Abdullah bin Mübarek, bir gün bir yolculuğa çıktı. Baktı ki bir adam, ölmüş bir merkebin başında ağlıyor. Ona niye ağladığını sordu. O da dedi ki: "Ben bu merkebi üç yüz dirheme almıştım. Onunla çocuklarımın nafakasını temin ediyordum. Düştü, burada öldü onun için ağlıyorum."
Abdullah bin Mübarek, ahireti ve salih amelin mükafatını görür gibi olduğu için ona: "Sen bu merkebi sağ iken üçyüz dirheme satın aldın. Ben ise beşyüz dirhem verip ölü iken onu satın alacağım." dedi. Adam kabul etti. Rahatlayarak evine gitti.
O gece uyuyunca, rüyasında haşir meydanının kurulduğunu, kıyametin koptuğunu gördü. Cennette öyle güzel bir merkep gördü ki insan ona bakmaya dayanamıyordu. Dikkatlice bakınca, kendi sattığı merkep olduğunu anladı. Merkep bir meleğin elindeydi ve melek şöyle diyordu: "Ne mutlu ona ki bu merkebe binip sırat köprüsünden şimşek gibi geçecek!" Adam hemen meleğin yanına gitti ve: "Bu benim merkebimdir." dedi. Melek de: "Evet senindi ama sen sabretmedin! Bak onun üstünde 'bu merkep Abdullah bin Mübarek'indir' yazıyor." dedi. Adam uyandı hemen parasını alıp Abdullah bin Mübarek'in yanına gitti ve: "Al paranı, zaten ölü olan hayvanın satışı caiz değildir." dedi.
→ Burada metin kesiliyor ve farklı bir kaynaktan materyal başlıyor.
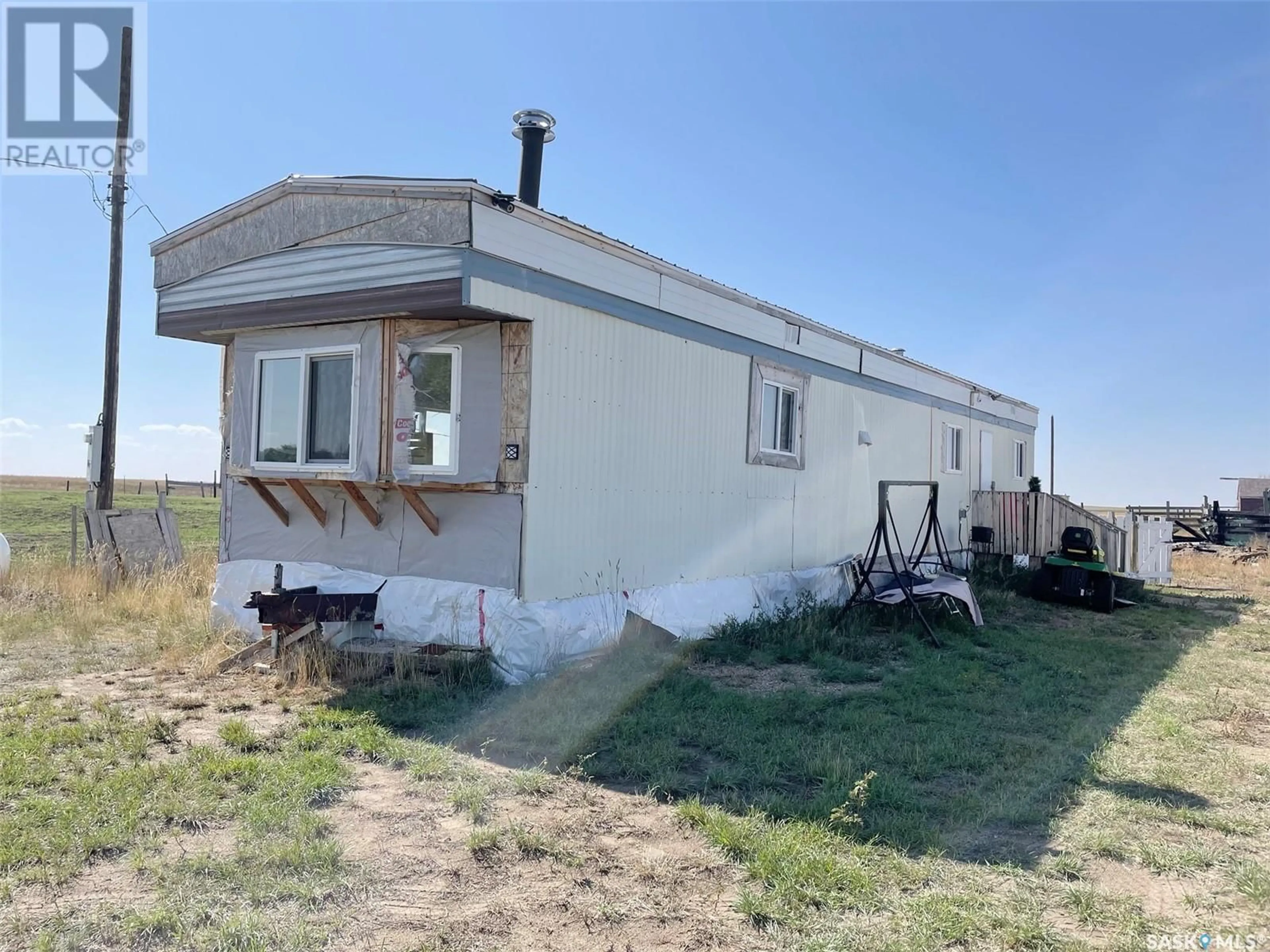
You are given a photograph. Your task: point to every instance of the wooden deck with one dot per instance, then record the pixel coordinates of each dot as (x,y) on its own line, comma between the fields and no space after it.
(1033,524)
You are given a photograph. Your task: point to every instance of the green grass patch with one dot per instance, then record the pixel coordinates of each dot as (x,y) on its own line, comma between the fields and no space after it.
(79,785)
(37,521)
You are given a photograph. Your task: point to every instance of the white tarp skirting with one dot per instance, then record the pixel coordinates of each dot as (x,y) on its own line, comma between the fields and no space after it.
(526,638)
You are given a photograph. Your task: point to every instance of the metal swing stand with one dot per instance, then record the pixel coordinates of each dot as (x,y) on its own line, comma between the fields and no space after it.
(902,572)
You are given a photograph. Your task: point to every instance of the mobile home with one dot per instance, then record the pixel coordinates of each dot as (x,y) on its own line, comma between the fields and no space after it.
(526,428)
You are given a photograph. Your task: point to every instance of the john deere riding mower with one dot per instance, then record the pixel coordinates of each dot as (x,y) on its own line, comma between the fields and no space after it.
(1076,573)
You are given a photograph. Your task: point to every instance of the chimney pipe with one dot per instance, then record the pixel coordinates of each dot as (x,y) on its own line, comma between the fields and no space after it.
(534,130)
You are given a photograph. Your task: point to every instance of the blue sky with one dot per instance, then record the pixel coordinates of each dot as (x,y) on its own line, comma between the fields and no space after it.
(1066,202)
Abdullah bin Mübarek ise şöyle dedi: "Hayır, hayır! Senin rüyada gördüğün o hali, ben daha uyanıkken görmüştüm."
İşte onlar, dünyadayken kıyamette olacak mükafatı görüyorlardı. Böyle düşünmezsek orada bir mükafat göremeyiz. Kıyameti sanki görüyor gibi olursak burada çok iyi şeyler yapabiliriz. Yoksa ayağımızın kaymamasına imkan yoktur! Daima ayağımız kayıyor. Kabir kapısına gittiğimiz zaman da iş bitmiş, elimiz boş kalmış oluyor! İnsan, Allah-u Zülcelal'e karşı ne kadar samimi olursa, samimiyeti derecesinde, Allah-u Zülcelal onu mükafatlandıracaktır.